For cognitive automation with task planning:

from ai_agent import create_agent

with create_agent() as agent:
    result = agent.execute_task("Type Hello World in Notepad")
    print(f"Status: {result.status}")

See ai_agent.py for full capabilities.

📋 Quick Reference

from desktop_control import (
    DesktopController, get_controller,
    move, click, typewrite, hotkey, screenshot
)

# Initialize
dc = DesktopController()

# Mouse
dc.move_mouse(x, y)
dc.click(x, y)
dc.drag(x1, y1, x2, y2)
dc.scroll(amount)
pos = dc.get_mouse_position()

# Keyboard
dc.type_text(text, wpm=80)
dc.hotkey('ctrl', 'c')
dc.press('enter')

with dc.hold_keys('ctrl'):
    dc.click(x, y)

# Screen
img = dc.screenshot()
dc.screenshot_to_file("out.png")
color = dc.get_pixel(x, y)
loc = dc.find_on_screen("image.png")

# Window
windows = dc.get_all_windows()
dc.activate_window("Chrome")

Built for OpenClaw - Optimized for speed and reliability 🦞

Usage Guidance

This package implements desktop automation and largely behaves as advertised, but take these precautions before installing or enabling it: 1) Verify provenance — ownerId/slug in the registry differ from _meta.json; confirm you trust the publisher. 2) Review ai_agent.py carefully: its LLM planning path encodes screenshots as base64 and calls llm.generate(images=[...]) — if you supply a remote LLM client this will send full-screen images (possible sensitive data) to that service. Only wire this to a trusted, local, or privacy-preserving LLM. 3) Because the bundle contains code and a requirements.txt (PyPI packages), run it in a sandbox or VM first and inspect installed dependencies. 4) Use require_approval=True and keep failsafe enabled when testing so actions require explicit confirmation. 5) If you need higher confidence, ask the publisher to reconcile metadata, provide a signed release or official homepage, and to document exactly when/where screenshots or other data are transmitted.
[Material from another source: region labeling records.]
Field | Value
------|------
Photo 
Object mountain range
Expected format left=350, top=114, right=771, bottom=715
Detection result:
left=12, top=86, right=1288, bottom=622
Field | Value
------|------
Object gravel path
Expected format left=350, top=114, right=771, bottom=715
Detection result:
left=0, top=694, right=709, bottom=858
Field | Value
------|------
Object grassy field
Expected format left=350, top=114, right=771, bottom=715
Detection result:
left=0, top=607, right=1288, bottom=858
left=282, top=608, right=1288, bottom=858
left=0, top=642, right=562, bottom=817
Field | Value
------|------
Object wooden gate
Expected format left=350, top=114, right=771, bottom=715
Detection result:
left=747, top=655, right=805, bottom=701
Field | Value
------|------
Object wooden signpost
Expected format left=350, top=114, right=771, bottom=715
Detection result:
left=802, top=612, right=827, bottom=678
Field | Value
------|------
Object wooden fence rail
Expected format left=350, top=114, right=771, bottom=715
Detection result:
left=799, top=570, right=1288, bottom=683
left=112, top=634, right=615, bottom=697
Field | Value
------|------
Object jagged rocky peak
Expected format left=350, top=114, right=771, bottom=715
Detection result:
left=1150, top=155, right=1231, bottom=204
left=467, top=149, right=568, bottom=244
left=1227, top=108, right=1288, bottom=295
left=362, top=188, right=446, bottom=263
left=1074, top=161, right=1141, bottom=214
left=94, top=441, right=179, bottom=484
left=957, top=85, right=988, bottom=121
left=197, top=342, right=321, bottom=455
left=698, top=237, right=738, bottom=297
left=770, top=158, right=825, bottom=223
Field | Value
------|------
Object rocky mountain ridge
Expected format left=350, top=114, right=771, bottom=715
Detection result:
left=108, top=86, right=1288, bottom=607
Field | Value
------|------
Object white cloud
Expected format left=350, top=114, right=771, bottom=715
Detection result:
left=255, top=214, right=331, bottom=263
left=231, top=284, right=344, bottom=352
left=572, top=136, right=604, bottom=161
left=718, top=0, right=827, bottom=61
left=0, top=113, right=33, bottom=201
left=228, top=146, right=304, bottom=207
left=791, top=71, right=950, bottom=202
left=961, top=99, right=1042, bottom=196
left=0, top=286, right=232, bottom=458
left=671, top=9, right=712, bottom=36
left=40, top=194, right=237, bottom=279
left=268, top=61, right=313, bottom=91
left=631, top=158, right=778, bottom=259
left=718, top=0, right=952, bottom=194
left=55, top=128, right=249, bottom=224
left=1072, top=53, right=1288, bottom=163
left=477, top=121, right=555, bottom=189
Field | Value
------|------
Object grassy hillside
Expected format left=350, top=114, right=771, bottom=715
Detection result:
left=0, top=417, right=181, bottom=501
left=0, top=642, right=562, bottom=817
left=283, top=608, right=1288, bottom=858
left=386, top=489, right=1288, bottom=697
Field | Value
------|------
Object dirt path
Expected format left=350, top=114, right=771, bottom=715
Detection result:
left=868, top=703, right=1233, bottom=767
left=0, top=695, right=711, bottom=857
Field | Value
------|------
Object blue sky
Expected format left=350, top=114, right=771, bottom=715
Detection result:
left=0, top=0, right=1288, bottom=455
If those fixes aren’t available, treat the skill as potentially risky and test it in an isolated environment.

Capability Analysis

Type: OpenClaw Skill Name: desk Version: 1.0.0 The skill bundle provides extensive desktop automation capabilities, including mouse/keyboard control, window management, and screen capture. While these features are aligned with the stated purpose of desktop automation, the 'ai_agent.py' file includes logic to send full-screen screenshots to an external LLM for task planning, which could lead to the exposure of sensitive on-screen information. Additionally, the 'DesktopController' in 'desktop_control.py' lacks input sanitization for application launching via 'win+r', which could be leveraged for arbitrary command execution if the agent is manipulated via prompt injection.

Capability Tags

crypto

Capability Assessment

ℹ Purpose & Capability

The name/description (desktop automation) aligns with the included code: DesktopController provides mouse/keyboard/screenshot/window operations. However there are packaging inconsistencies: registry metadata (ownerId and slug) differs from _meta.json values, and the registry lists this as 'instruction-only' despite multiple code files and a requirements.txt. Those mismatches reduce confidence in provenance.

⚠ Instruction Scope

Most SKILL.md instructions stay within desktop automation. BUT ai_agent.py includes a _plan_with_llm path that converts screenshots to base64 and calls llm.generate(images=[img_b64]) — that will transmit full-screen images to whatever LLM client is supplied. The SKILL.md and docs do not clearly warn that screenshots may be sent to remote services. If a remote LLM client is used, sensitive screen contents could be exfiltrated.

ℹ Install Mechanism

No install spec in registry (instruction-only) but the bundle contains a requirements.txt referencing common PyPI packages (pyautogui, Pillow, opencv-python, pygetwindow, pyperclip, pyscreeze). Those are expected for this functionality and are from public registries (moderate risk). The absence of an explicit install step in the registry vs files present is inconsistent.

ℹ Credentials

The skill declares no required env vars or credentials, which is appropriate. However, the ai_agent supports plugging in an LLM client: using a networked/third-party LLM would require credentials outside the package and could transmit screenshots — the README doesn't document privacy implications or required/trusted LLM endpoints.

✓ Persistence & Privilege

The skill does not request always:true, no config paths, and does not modify other skills or system-wide configs. Autonomous invocation is allowed (default) but that is normal; nothing in the package requests elevated persistent privileges.

Version History

v1.0.0

- Initial release of Desktop Control Skill v1.0.0. - Provides optimized desktop automation for mouse, keyboard, screen, and window control. - Features instant and smooth mouse movements, keyboard shortcuts, screenshotting, image recognition, and clipboard operations. - Robust safety features including failsafe, bounds checking, retry logic, and approval mode. - Full API and usage documentation included for quick integration and efficient scripting.

Metadata

Slug desk

Version 1.0.0

License MIT-0

All-time Installs 0

Active Installs 0

Total Versions 1

Frequently Asked Questions

What is lazy?

Optimized desktop automation with mouse, keyboard, and screen control. It is an AI Agent Skill for Claude Code / OpenClaw, with 68 downloads so far.

How do I install lazy?

Run "/install desk" in the OpenClaw or Claude Code chat to install it in one step — no extra setup required.

Is lazy free?

Yes, lazy is completely free, licensed under MIT-0. You can download, install and use it at no cost.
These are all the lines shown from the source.